As Gas Prices Fall at the Pump, CA’s Gas Tax is Hard at Work Fixing Roads

A lane along the westbound 10 freeway is closed for Caltrans work on Thursday, Nov. 30, 2017 in Colton. You will be seeing more of this in the next few years because of the SB1 funding to help improve the freeways in the San Bernardino and Riverside counties. (Stan Lim, The Press-Enterprise/SCNG)

California motorists have seen a steady downward trend in gasoline prices recently. In the Los Angeles, Long Beach and San Diego areas, the average price of a gallon of regular self-serve has dropped 25 cents over the past 30 days. And motorists in Riverside County are saving 28 cents per gallon compared to last month’s prices at the pump. That’s more than double the 12-cent per gallon gas tax increase put in place by last year’s Senate Bill 1, the Road Repair and Accountability Act of 2017.

When Prop 6 appeared on the November ballot aiming to repeal SB 1, Californian voters could not see the merits of repealing the transportation law’s taxes and fees, which were clearly designated for road repairs and public transportation.

This is probably not surprising to most Californians. Anyone who has driven a car over the past decade is aware that events far beyond the Golden State determine the cost of gasoline — and also painfully aware of the poor condition of California’s highways and bridges.

Most voters understood that a small tax increase to fix roads would be dwarfed by swings in the global price of oil. And after 10 months of visible work on road and bridge projects, with Senate Bill 1 signs on highways across the state, there is much evidence of the tangible progress being made possible by the legislative package that invests $54 billion over the next decade to fix roads, freeways and bridges in communities across California.

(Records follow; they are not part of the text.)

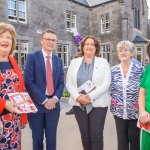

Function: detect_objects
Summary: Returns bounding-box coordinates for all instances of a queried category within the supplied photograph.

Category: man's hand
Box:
[44,98,57,110]
[4,101,19,113]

“California voters were smart enough to know that a small tax increase for road repairs wouldn’t make much of a difference in the price of gasoline — and could make their commute safer,” says Chris Jennewein, Editor of the Times of San Diego.

Funds from SB 1 are continually being invested in projects to fix neighborhood streets, freeways and bridges in communities across California — and helping to create thousands of job opportunities by putting people to work rebuilding California.